I would like to match several expressions or words in a text as follows
patterns = [r'(\bbmw\w*\b)', # bmw
r'(\bopel\w?\b)', # opel
r'(\btoyota\w?\b\s+(\w+\s+){0,2}(\bcorolla\w?\b\s+\bdiesel\w?\b))' # toyota corolla
]
# assume here that I am dealing with hundreds of regex coming from different coders.
text = 'there is a bmw and also an opel and also this span with toyota the nice corolla diesel'
def checkPatternInText(text, patterns):
total_matches =[]
for pattern in patterns:
matches = re.findall(pattern, text)
if len(matches)>0:
print(type(matches))
if type(matches[0]) == type('astring'):
total_matches.append(matches[0])
else:
total_matches.append(matches[0][0])
print(matches)
return total_matches
result = (checkPatternInText(text, patterns))
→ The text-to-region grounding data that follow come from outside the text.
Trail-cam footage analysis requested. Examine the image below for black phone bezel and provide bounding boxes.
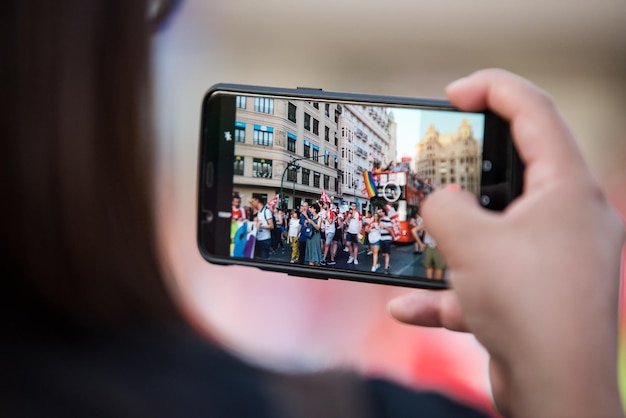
[197,83,522,289]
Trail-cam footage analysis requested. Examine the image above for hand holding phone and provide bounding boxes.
[197,83,523,288]
[388,69,625,417]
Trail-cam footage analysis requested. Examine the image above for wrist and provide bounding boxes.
[499,332,622,417]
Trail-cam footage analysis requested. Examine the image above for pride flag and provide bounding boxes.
[363,171,377,198]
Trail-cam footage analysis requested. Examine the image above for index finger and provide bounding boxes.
[446,69,587,187]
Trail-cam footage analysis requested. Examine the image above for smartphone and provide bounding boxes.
[198,83,522,289]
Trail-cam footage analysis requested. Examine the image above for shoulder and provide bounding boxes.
[1,327,276,417]
[364,379,489,418]
[261,371,489,418]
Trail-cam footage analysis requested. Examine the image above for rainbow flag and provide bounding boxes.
[363,171,377,198]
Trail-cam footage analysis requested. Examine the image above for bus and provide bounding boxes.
[369,170,431,243]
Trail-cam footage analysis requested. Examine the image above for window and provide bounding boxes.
[313,102,319,109]
[312,148,319,161]
[233,156,244,175]
[252,158,272,178]
[325,126,330,142]
[236,96,246,109]
[334,157,338,169]
[324,175,330,190]
[288,102,297,123]
[304,113,311,131]
[312,118,319,135]
[313,172,320,187]
[324,153,329,166]
[301,168,310,186]
[304,143,311,158]
[253,126,273,146]
[287,166,298,182]
[325,103,330,117]
[287,135,296,152]
[334,134,338,146]
[235,127,245,142]
[254,97,274,114]
[334,178,339,191]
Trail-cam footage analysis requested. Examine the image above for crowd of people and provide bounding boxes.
[233,193,414,274]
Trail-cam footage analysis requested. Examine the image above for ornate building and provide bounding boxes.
[414,118,481,196]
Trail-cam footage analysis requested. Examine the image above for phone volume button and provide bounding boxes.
[205,162,214,188]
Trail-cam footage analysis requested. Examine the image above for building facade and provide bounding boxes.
[338,105,396,212]
[232,96,396,211]
[414,118,481,196]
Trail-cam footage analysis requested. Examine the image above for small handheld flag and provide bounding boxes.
[267,195,279,209]
[320,189,331,203]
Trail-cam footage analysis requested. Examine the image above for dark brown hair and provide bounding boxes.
[1,0,184,331]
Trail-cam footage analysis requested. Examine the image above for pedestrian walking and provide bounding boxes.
[378,207,393,273]
[367,212,382,272]
[304,203,323,265]
[251,196,274,260]
[287,210,300,263]
[346,203,362,265]
[297,202,311,265]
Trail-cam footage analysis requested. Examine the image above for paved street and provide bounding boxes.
[268,240,427,279]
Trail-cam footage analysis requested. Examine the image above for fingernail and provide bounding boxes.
[446,184,460,192]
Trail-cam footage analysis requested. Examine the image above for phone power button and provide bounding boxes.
[205,162,214,188]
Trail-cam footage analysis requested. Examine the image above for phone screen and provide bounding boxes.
[199,86,518,288]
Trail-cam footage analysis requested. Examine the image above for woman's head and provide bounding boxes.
[311,203,320,214]
[1,0,184,331]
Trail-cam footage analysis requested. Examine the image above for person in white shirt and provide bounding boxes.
[378,208,394,274]
[346,203,362,265]
[321,202,336,265]
[287,210,301,263]
[367,212,382,272]
[251,196,274,260]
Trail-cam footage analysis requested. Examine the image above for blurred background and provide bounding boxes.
[152,0,626,413]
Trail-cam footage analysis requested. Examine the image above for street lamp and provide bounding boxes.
[279,154,329,210]
[279,161,299,210]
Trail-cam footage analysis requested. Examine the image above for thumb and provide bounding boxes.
[422,185,497,268]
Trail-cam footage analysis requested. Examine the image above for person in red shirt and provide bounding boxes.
[231,194,247,221]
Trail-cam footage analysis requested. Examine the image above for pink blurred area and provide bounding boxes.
[152,1,626,415]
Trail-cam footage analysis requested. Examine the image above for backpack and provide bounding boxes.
[262,206,275,230]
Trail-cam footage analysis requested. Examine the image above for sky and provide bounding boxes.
[391,107,485,160]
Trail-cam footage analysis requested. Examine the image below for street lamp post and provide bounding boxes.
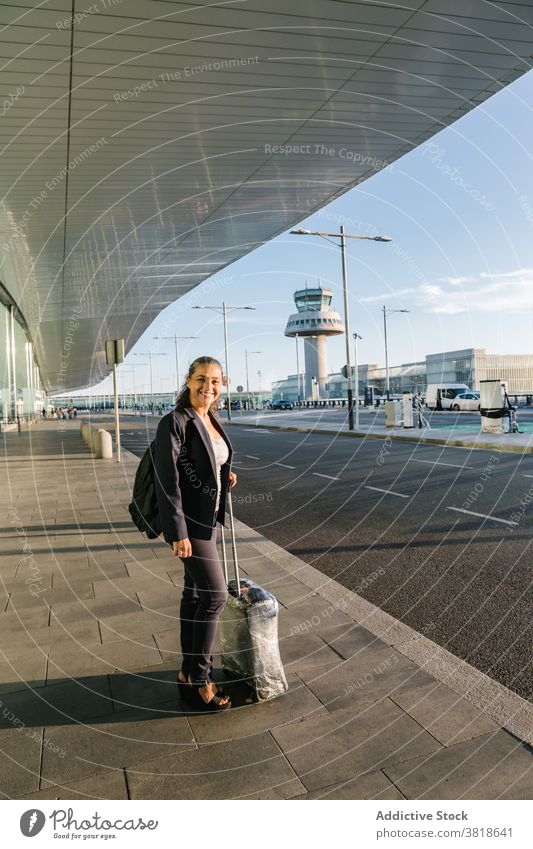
[192,302,255,422]
[120,366,134,411]
[353,332,363,430]
[382,306,410,399]
[154,335,197,393]
[295,336,301,406]
[134,352,167,413]
[130,358,145,412]
[290,227,391,430]
[245,349,261,410]
[120,362,146,412]
[128,359,148,412]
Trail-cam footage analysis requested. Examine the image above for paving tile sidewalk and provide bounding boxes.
[0,420,531,800]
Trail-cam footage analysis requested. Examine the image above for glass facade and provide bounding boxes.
[475,354,533,392]
[273,348,533,401]
[428,349,533,393]
[294,287,333,312]
[0,298,43,422]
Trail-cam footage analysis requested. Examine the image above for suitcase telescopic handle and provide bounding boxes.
[225,480,241,592]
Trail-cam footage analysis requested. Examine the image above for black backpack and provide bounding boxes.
[128,439,161,539]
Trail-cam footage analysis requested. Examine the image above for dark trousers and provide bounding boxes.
[179,527,228,683]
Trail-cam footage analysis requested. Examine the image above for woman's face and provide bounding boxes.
[187,363,223,411]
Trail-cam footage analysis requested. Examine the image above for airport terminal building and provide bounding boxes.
[426,349,533,394]
[0,287,45,421]
[272,348,533,402]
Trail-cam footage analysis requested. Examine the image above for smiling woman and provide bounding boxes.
[154,356,237,712]
[181,358,223,413]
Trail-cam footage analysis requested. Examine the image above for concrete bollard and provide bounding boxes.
[95,428,113,459]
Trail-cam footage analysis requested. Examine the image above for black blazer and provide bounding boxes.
[154,406,233,543]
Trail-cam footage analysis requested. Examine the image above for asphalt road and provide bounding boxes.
[119,414,533,700]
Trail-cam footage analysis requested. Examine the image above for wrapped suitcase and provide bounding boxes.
[218,488,288,702]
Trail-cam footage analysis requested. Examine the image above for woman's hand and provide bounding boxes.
[229,471,237,488]
[173,538,192,558]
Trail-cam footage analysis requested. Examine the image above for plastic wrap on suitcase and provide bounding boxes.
[219,578,288,701]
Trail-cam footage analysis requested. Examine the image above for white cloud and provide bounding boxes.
[440,275,476,286]
[362,268,533,315]
[360,286,416,303]
[478,268,533,280]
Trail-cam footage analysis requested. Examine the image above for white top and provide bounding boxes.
[208,431,229,514]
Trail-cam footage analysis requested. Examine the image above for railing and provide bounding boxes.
[270,399,377,408]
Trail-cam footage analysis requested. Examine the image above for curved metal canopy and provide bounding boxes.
[1,0,531,391]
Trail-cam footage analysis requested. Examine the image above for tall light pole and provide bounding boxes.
[154,335,197,393]
[295,335,301,406]
[133,352,167,412]
[353,332,363,430]
[382,306,410,399]
[290,227,391,430]
[192,302,255,422]
[130,358,146,412]
[121,370,128,411]
[245,349,261,409]
[122,360,146,414]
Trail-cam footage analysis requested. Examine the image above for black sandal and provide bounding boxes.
[177,670,195,704]
[187,675,232,711]
[207,672,229,700]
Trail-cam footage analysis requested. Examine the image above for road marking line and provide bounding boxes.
[412,458,474,469]
[244,428,271,433]
[313,473,340,481]
[245,524,531,748]
[274,462,296,469]
[446,507,518,527]
[365,486,410,498]
[523,474,533,478]
[245,455,260,459]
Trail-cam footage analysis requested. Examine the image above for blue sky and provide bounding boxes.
[104,70,533,397]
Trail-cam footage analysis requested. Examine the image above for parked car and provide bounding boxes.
[451,392,481,412]
[270,399,293,410]
[425,383,471,410]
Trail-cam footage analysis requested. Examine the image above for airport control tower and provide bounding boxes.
[284,285,344,399]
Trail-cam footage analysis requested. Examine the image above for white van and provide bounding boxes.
[425,383,471,410]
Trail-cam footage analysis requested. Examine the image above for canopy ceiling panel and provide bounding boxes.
[0,0,531,391]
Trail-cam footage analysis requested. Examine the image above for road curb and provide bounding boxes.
[122,438,532,744]
[228,419,533,454]
[233,516,533,746]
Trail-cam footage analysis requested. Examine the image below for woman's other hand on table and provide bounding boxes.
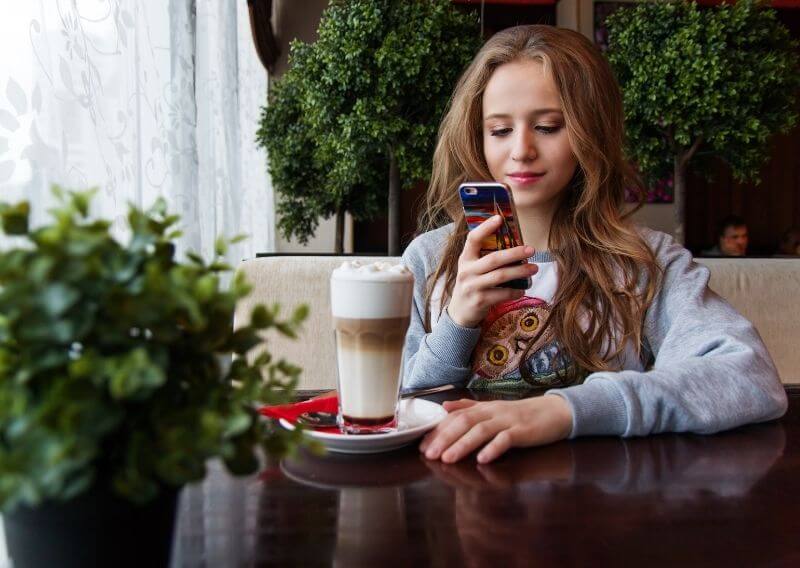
[419,395,573,464]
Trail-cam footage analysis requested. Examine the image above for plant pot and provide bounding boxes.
[4,482,179,568]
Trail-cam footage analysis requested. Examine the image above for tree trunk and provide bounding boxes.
[388,147,400,256]
[672,136,702,246]
[673,156,686,245]
[334,208,344,254]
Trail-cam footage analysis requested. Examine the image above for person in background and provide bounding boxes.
[702,215,749,257]
[775,227,800,257]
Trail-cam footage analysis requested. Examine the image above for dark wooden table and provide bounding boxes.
[171,387,800,567]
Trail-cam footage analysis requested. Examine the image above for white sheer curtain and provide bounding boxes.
[0,3,273,564]
[0,0,274,262]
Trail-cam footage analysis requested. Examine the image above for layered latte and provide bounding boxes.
[330,261,414,434]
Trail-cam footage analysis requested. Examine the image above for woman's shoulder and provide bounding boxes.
[635,225,671,249]
[634,225,691,263]
[402,223,456,266]
[633,224,709,292]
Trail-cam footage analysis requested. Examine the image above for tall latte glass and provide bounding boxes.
[330,261,414,434]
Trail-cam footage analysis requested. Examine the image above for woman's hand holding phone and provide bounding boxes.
[447,215,539,328]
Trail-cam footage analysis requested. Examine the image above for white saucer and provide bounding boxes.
[279,398,447,454]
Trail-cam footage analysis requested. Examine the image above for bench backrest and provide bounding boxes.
[234,256,800,388]
[696,257,798,383]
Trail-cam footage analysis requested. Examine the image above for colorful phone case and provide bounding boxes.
[459,182,530,290]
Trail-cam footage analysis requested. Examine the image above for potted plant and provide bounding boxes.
[605,0,800,244]
[258,0,481,254]
[0,188,307,567]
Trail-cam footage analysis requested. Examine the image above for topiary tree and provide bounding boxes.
[258,0,480,254]
[606,0,800,244]
[257,44,385,253]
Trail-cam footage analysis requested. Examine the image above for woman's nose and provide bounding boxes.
[511,129,536,162]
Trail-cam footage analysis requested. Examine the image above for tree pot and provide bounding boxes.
[4,482,179,568]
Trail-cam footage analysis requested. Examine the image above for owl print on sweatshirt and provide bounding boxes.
[468,296,586,391]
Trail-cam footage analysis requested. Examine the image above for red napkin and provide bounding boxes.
[259,395,341,434]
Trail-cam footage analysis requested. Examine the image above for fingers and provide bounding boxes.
[442,399,480,412]
[420,406,488,460]
[420,399,477,454]
[462,215,503,261]
[460,238,536,292]
[423,416,518,464]
[472,245,534,274]
[421,405,503,463]
[474,262,538,290]
[440,420,504,463]
[476,430,515,464]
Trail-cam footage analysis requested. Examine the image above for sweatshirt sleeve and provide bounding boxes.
[400,235,481,391]
[548,230,788,438]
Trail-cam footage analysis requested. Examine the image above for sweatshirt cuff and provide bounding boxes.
[546,375,628,438]
[424,308,482,369]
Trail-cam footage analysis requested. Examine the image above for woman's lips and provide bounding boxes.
[507,172,545,185]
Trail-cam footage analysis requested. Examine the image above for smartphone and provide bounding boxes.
[458,182,531,290]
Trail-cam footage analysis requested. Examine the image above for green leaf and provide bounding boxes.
[186,251,205,265]
[214,236,228,257]
[0,201,30,235]
[72,190,95,217]
[292,304,309,324]
[108,349,166,400]
[223,413,252,437]
[194,274,218,303]
[227,329,262,355]
[41,284,80,317]
[249,304,274,329]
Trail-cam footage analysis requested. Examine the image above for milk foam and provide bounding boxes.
[331,261,414,319]
[332,260,411,280]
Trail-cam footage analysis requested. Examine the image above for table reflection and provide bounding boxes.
[276,446,431,566]
[425,423,786,567]
[425,423,785,498]
[171,419,786,567]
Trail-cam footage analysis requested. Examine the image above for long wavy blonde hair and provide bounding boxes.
[421,25,661,372]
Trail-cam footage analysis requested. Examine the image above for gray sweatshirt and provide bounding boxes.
[401,224,787,438]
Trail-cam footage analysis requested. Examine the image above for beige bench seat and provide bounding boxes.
[234,256,800,389]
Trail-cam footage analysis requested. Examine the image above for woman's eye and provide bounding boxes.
[490,128,512,137]
[535,125,560,134]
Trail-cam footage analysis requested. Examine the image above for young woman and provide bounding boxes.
[400,25,786,464]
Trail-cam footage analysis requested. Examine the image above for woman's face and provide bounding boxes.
[482,59,578,212]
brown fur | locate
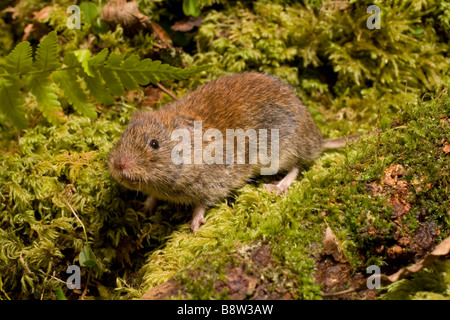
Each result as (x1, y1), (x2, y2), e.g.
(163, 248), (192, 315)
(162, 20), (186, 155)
(109, 72), (327, 215)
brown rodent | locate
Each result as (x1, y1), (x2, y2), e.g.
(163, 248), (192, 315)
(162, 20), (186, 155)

The result of this method is:
['bmw', 'opel', 'toyota the nice corolla diesel']
I check the type of matches because if the match is a single word then the type is string and if the patter produced several matches the match is a tuple with all the matches -groups-. From this tuple of groups I want the longest one, which is the first in the tuple, hence matches[0][0].
Is there a more elegant way to do this without resorting to checking the variable type of the matches?
As second question: I had to add () around all the patterns in order to access the group 0 which is ALL THE MATCH. How would you proceed if the patters do not have () around?
It was suggested that this question has an answer here: re.findall behaves weird
The situation is not totally the same since I have here a COLLECTION OF PATTERNS some might be surrounded by () some others not. Some might have groups, some others might not. I am trying to get a more reliable solution as the one I proposed. When you deal with one single pattern you can always resort to modifying the pattern (as last resort), when you are dealing with a collection of patterns a more general solution might be required.
The solution of making 1 regex for the three cases is not applicable. The real case has around 100 different regex and more and more are being continuously added.